Second, clearing out unnecessary language also could make room for including in these bills additional information about performance expectations. Alongside funding, Congress could specify numeric targets for key indicators of agency activity. For instance, for Social Security, Congress could identify expected reductions in the backlog of disability cases based on the funds it is providing for that purpose.
Third, Congress should provide automatic funding as a backstop for the routine operational expenses of certain government accounts. There are scores of agencies and offices which receive small funding adjustments each year that could be placed on a list of accounts eligible for predetermined spending authority. The annual adjustment should factor in general inflation and an expectation of productivity improvement. For instance, if inflation were running at 3.0 percent, Congress could provide an automatic funding increase of 2.5 percent, which implies that the affected agencies would be expected to achieve efficiencies equal to 0.5 percent annually. For many small agencies, automatic funding could become the norm, which would dramatically lessen the burden on the appropriations process. (Andrew Taylor of North Carolina State University has proposed an automatic funding mechanism that would go even further than the one recommended here.)
Critics will argue that this change would shift even more of the government’s budget into the mandatory category, and thus erode budgetary control. But current spending practices are hardly conducive to spending discipline, as the temptation is strong all around to pad must-pass omnibus bills with popular spending provisions to ensure they will pass in Congress and get signed by the president. Further, Congress would always retain the right to adjust funding for every appropriated account each year. The default would apply only to a subset of accounts, and would be entirely up to Congress to use as it deemed appropriate. Moreover, tying a portion of the government’s budget to an index that escalates more slowly than general inflation is likely to narrow future deficits rather than widen them.

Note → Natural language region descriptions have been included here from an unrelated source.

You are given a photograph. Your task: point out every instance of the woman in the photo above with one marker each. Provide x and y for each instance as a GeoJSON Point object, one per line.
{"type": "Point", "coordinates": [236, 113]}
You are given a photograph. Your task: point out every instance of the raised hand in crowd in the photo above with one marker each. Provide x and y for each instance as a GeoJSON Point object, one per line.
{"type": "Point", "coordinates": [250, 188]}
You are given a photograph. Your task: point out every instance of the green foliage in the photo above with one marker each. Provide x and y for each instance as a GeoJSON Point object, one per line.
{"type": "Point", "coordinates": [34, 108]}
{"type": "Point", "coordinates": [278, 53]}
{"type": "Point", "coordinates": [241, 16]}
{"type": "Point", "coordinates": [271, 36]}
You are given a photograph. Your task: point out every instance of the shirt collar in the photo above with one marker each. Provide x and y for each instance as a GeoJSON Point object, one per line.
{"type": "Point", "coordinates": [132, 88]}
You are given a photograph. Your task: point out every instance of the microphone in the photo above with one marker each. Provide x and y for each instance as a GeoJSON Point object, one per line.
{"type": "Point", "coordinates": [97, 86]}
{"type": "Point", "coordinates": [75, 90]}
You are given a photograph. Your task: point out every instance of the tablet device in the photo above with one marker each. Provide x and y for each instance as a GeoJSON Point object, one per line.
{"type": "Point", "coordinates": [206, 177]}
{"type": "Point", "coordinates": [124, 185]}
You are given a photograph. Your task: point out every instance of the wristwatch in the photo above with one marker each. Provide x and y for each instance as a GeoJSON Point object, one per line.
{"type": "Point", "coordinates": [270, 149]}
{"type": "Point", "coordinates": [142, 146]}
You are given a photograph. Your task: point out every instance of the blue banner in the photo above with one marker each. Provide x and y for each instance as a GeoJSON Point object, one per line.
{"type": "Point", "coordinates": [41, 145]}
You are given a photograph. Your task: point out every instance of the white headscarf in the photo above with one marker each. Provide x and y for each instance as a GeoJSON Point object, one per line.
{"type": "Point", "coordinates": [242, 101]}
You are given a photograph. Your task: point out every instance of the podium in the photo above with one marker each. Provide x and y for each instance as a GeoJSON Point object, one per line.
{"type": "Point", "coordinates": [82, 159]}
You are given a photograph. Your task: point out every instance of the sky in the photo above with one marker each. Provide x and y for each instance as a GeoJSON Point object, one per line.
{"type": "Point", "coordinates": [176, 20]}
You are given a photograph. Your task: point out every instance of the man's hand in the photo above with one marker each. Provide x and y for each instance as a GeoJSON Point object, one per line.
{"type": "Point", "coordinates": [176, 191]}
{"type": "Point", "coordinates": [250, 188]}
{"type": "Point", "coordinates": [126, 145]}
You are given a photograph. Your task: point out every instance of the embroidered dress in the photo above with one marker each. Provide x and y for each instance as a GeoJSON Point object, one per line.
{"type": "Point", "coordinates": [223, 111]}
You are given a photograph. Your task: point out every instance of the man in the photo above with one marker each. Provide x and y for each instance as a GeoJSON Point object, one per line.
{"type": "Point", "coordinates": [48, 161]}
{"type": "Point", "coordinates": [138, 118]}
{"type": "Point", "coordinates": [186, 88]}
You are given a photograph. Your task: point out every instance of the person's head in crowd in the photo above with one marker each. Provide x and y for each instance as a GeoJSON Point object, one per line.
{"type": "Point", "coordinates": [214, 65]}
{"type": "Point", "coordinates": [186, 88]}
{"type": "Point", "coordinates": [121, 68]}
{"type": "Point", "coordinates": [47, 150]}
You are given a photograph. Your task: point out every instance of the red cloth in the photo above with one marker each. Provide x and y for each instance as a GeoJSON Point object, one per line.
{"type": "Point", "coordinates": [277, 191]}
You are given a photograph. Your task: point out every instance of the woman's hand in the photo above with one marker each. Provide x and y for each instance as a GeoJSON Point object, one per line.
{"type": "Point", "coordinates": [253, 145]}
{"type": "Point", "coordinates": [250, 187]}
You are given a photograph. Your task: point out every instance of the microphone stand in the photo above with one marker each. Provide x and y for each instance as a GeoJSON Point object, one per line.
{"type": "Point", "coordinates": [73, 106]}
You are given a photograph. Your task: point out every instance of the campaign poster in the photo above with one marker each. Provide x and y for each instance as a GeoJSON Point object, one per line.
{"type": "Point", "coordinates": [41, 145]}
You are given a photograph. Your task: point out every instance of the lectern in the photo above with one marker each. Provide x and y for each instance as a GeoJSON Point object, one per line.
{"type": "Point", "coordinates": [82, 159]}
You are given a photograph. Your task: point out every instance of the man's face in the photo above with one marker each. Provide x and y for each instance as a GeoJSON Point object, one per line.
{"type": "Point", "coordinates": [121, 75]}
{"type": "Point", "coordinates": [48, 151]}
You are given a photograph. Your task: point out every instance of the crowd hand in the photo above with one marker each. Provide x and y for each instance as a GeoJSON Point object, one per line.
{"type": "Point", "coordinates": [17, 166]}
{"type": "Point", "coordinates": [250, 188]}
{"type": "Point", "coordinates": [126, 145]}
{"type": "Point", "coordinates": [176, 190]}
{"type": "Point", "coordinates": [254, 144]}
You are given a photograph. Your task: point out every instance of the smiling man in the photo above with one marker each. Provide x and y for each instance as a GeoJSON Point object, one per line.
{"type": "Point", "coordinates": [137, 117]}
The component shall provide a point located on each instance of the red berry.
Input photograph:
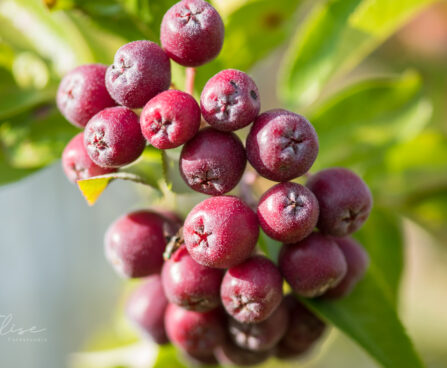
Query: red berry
(213, 162)
(113, 137)
(135, 243)
(345, 200)
(281, 145)
(221, 232)
(313, 265)
(146, 308)
(77, 164)
(288, 212)
(82, 93)
(192, 32)
(189, 284)
(252, 290)
(170, 119)
(140, 70)
(230, 100)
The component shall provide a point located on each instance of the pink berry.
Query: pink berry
(230, 100)
(77, 164)
(146, 308)
(82, 93)
(313, 265)
(357, 260)
(195, 333)
(140, 71)
(288, 212)
(213, 162)
(345, 200)
(281, 145)
(221, 232)
(192, 32)
(252, 290)
(113, 137)
(189, 284)
(170, 119)
(135, 243)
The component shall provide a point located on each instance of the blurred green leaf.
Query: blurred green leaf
(336, 36)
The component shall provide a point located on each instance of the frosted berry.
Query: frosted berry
(140, 71)
(213, 162)
(281, 145)
(82, 93)
(170, 119)
(230, 100)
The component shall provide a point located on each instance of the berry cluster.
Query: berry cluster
(207, 290)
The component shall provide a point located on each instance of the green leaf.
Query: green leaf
(335, 37)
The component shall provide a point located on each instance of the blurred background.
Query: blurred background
(370, 75)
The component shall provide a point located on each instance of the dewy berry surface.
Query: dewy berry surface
(252, 290)
(281, 145)
(213, 162)
(189, 284)
(345, 200)
(221, 232)
(195, 333)
(192, 32)
(170, 119)
(134, 244)
(288, 212)
(230, 100)
(313, 265)
(146, 308)
(82, 93)
(113, 137)
(140, 70)
(76, 162)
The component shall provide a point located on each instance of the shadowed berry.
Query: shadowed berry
(345, 200)
(281, 145)
(213, 162)
(82, 93)
(76, 162)
(113, 137)
(170, 119)
(288, 212)
(313, 265)
(192, 32)
(140, 71)
(230, 100)
(221, 232)
(146, 308)
(252, 290)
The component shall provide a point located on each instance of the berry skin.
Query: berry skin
(213, 162)
(135, 243)
(261, 336)
(146, 308)
(252, 290)
(140, 71)
(230, 100)
(345, 200)
(313, 265)
(192, 32)
(288, 212)
(170, 119)
(82, 93)
(189, 284)
(198, 334)
(281, 145)
(77, 164)
(357, 260)
(221, 232)
(113, 137)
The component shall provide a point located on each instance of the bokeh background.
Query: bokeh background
(372, 77)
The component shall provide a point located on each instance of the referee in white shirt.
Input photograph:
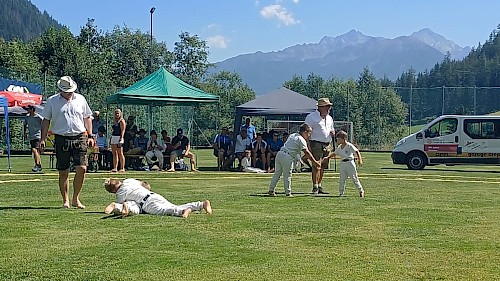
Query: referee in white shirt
(70, 116)
(321, 140)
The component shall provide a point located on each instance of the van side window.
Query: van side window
(444, 127)
(482, 129)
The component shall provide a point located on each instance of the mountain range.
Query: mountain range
(343, 57)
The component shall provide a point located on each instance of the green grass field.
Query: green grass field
(437, 224)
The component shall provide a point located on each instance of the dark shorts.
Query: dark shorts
(226, 152)
(320, 150)
(178, 152)
(69, 149)
(34, 143)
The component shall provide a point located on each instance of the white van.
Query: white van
(452, 140)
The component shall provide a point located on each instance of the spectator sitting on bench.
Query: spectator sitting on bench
(242, 143)
(168, 148)
(273, 146)
(222, 149)
(140, 144)
(102, 144)
(181, 148)
(155, 148)
(259, 148)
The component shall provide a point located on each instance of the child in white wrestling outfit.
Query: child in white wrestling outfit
(134, 197)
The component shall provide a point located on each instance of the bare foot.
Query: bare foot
(186, 212)
(109, 209)
(207, 207)
(78, 204)
(125, 210)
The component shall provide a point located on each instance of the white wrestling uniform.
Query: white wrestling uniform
(347, 167)
(138, 199)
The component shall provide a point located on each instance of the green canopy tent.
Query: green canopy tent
(161, 88)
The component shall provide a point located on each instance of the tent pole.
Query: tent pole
(7, 137)
(150, 112)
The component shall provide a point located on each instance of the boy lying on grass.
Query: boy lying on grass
(135, 197)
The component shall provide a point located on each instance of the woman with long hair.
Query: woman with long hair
(117, 141)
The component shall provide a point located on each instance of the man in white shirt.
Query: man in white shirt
(295, 144)
(134, 197)
(32, 125)
(243, 142)
(71, 120)
(155, 148)
(320, 142)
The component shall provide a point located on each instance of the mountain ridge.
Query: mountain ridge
(343, 56)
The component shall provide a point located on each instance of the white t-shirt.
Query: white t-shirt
(347, 152)
(67, 115)
(320, 127)
(246, 162)
(295, 144)
(241, 144)
(160, 145)
(131, 190)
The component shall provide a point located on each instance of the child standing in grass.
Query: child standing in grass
(134, 197)
(285, 158)
(346, 150)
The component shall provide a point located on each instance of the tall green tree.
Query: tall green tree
(231, 91)
(191, 58)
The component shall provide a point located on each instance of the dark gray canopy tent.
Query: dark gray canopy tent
(281, 102)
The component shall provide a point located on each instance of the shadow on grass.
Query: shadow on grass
(295, 194)
(442, 170)
(27, 208)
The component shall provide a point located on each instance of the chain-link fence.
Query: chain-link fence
(425, 104)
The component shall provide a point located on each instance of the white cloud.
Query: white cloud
(280, 13)
(218, 41)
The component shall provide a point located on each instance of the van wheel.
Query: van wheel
(416, 161)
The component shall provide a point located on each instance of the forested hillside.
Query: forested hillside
(22, 20)
(468, 86)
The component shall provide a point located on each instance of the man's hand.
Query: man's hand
(90, 142)
(41, 146)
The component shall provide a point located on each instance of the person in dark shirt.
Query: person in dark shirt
(222, 149)
(181, 148)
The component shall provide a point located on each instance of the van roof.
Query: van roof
(471, 116)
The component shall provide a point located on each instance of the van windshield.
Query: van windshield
(443, 127)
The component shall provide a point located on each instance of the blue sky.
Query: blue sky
(234, 27)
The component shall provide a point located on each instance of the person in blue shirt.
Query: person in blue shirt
(274, 145)
(222, 149)
(251, 132)
(104, 152)
(141, 141)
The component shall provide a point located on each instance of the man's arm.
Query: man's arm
(88, 125)
(45, 130)
(360, 160)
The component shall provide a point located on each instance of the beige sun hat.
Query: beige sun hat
(66, 84)
(323, 102)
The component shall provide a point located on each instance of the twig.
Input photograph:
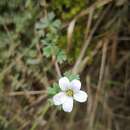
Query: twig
(102, 69)
(56, 67)
(87, 42)
(20, 93)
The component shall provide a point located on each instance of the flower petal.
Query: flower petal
(59, 98)
(64, 83)
(75, 85)
(80, 96)
(68, 104)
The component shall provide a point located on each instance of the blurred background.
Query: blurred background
(42, 39)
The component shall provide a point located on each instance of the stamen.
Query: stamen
(69, 92)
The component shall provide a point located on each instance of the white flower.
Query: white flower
(69, 91)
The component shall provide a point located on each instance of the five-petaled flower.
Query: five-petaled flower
(70, 90)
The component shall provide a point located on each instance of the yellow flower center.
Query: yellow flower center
(69, 92)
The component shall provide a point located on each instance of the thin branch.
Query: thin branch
(20, 93)
(101, 75)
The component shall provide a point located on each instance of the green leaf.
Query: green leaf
(47, 51)
(71, 76)
(53, 90)
(61, 56)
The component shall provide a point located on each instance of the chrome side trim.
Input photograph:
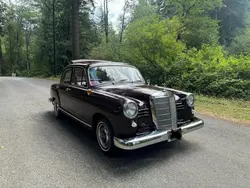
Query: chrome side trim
(155, 136)
(74, 117)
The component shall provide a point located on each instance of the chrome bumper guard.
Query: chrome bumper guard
(157, 136)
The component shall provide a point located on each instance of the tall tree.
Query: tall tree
(75, 25)
(232, 16)
(124, 17)
(3, 8)
(106, 19)
(75, 29)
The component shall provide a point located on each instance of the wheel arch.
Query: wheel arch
(98, 116)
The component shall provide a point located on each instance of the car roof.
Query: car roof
(94, 63)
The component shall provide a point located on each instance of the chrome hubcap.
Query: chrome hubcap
(103, 136)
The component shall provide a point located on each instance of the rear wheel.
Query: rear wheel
(105, 136)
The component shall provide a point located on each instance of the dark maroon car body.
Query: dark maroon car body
(89, 103)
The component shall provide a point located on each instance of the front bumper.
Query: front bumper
(157, 136)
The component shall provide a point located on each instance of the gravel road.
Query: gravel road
(39, 151)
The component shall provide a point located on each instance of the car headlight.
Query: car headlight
(190, 100)
(130, 109)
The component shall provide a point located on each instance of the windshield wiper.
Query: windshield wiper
(122, 80)
(136, 81)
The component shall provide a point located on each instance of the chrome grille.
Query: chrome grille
(145, 112)
(164, 112)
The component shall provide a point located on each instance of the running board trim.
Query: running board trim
(72, 116)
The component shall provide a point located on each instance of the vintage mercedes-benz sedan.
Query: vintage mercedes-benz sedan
(125, 112)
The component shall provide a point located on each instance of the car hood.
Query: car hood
(140, 92)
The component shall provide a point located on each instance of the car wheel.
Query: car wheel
(57, 110)
(104, 136)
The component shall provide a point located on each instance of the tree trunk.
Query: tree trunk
(75, 29)
(1, 58)
(27, 50)
(106, 21)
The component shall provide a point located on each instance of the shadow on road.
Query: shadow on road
(126, 162)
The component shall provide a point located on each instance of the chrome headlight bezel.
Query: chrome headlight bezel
(130, 105)
(190, 100)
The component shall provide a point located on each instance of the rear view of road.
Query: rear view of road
(41, 151)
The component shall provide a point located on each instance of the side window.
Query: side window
(67, 76)
(79, 77)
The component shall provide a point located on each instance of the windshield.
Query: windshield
(114, 74)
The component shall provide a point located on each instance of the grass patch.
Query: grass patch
(234, 110)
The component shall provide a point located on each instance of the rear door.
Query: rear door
(78, 92)
(64, 90)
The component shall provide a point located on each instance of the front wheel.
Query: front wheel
(104, 136)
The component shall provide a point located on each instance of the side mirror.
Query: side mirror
(148, 81)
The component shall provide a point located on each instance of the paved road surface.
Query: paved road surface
(40, 151)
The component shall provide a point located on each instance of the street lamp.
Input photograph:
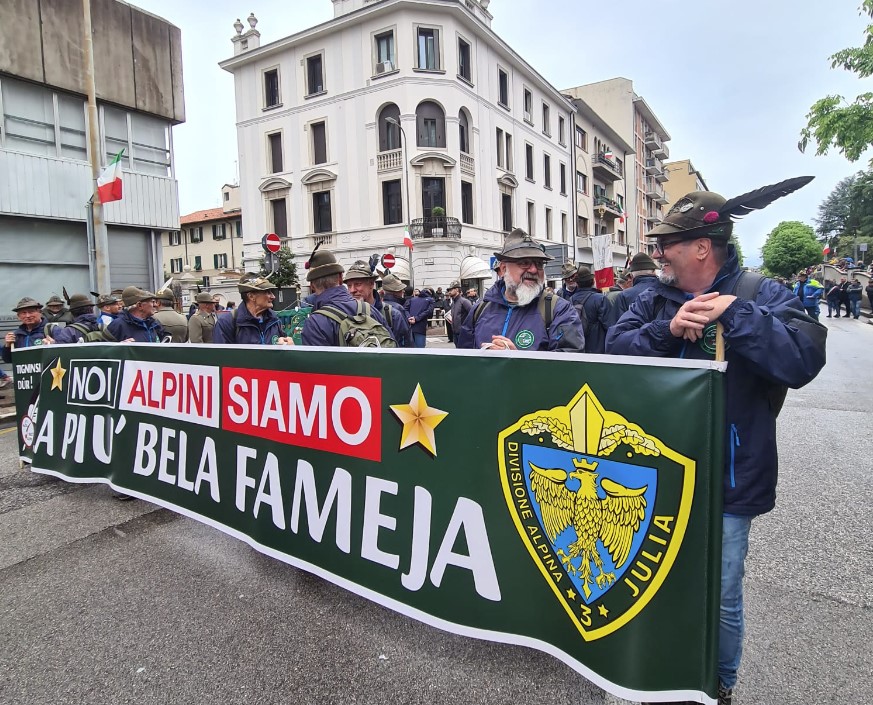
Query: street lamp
(405, 149)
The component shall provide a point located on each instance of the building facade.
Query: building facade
(399, 114)
(45, 175)
(632, 118)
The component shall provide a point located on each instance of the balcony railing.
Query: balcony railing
(435, 227)
(389, 161)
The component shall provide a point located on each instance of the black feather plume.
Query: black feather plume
(737, 208)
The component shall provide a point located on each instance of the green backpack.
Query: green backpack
(360, 330)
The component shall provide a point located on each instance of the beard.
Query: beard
(526, 289)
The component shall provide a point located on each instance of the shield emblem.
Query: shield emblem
(601, 506)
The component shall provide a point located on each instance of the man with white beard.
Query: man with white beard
(515, 313)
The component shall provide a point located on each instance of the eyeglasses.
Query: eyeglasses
(662, 246)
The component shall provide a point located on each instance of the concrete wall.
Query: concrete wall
(137, 55)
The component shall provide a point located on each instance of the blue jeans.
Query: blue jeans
(734, 547)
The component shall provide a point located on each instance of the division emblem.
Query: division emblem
(601, 506)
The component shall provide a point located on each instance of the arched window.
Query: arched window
(389, 133)
(464, 131)
(430, 123)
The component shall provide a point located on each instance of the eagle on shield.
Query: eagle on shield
(613, 519)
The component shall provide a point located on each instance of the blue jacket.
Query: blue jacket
(421, 308)
(399, 324)
(321, 330)
(126, 326)
(241, 328)
(523, 325)
(69, 334)
(25, 338)
(760, 350)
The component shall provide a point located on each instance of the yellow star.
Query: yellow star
(58, 373)
(419, 421)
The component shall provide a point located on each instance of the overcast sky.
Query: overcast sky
(731, 82)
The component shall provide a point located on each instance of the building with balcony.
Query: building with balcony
(632, 118)
(684, 178)
(353, 131)
(209, 242)
(45, 174)
(600, 160)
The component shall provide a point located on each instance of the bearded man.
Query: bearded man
(515, 314)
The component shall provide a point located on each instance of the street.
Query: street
(104, 601)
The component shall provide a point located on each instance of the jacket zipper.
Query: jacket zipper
(735, 442)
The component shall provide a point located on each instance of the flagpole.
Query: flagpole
(100, 262)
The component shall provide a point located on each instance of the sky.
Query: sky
(731, 82)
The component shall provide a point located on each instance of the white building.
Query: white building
(322, 159)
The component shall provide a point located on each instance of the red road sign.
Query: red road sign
(272, 243)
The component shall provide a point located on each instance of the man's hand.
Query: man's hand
(699, 312)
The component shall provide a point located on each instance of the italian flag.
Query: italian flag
(109, 181)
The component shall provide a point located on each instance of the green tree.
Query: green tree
(286, 270)
(832, 121)
(790, 247)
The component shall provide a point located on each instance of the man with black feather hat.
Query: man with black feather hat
(769, 344)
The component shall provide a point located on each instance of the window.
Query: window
(431, 125)
(464, 132)
(467, 202)
(319, 143)
(503, 88)
(465, 70)
(321, 212)
(315, 74)
(385, 52)
(274, 158)
(389, 133)
(392, 202)
(271, 89)
(506, 211)
(279, 216)
(428, 48)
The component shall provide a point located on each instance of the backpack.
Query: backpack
(360, 330)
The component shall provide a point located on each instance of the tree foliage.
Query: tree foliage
(286, 270)
(832, 121)
(790, 247)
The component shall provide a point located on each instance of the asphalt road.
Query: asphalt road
(110, 602)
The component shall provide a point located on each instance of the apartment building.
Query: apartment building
(634, 120)
(45, 174)
(353, 131)
(209, 242)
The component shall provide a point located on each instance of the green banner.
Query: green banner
(571, 504)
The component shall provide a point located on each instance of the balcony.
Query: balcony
(468, 164)
(606, 168)
(435, 227)
(611, 209)
(389, 161)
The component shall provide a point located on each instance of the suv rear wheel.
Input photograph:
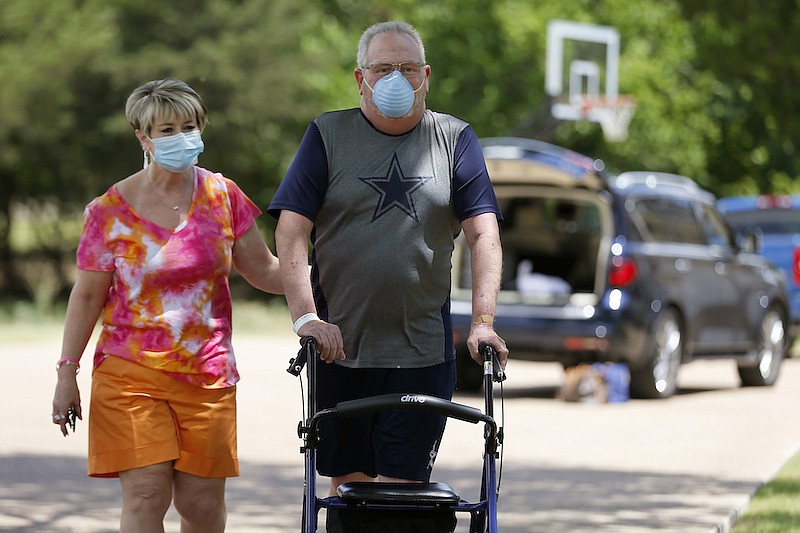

Finally, Congress should reduce the number of expected annual appropriation bills to a more manageable number, as twelve is clearly too many to process year after year. Consolidation is unpopular with the appropriators, of course, because it implies fewer powerful “chairmen.” A compromise might allow the chairs to keep their positions but make a change in other rules to specify that their bills will be combined into three or four measures moving through Congress each year. The days of all twelve appropriation “cardinals” managing their own bills on the floor is over, and should be acknowledged in a reworked process.
The federal government is a massive and sprawling enterprise requiring active congressional oversight to ensure it is serving the public as intended. Control over funding is the most important power Congress possesses to direct government activity. In recent decades, the appropriations process has become so cumbersome that Congress has lost considerable influence. Reforms which lessen repetitive and non-productive work would allow Congress to focus more of its limited time on questions that matter. Making the nation’s most pressing challenges the priority also might help restore some of the lost trust in government institutions that has deepened the nation’s political divide.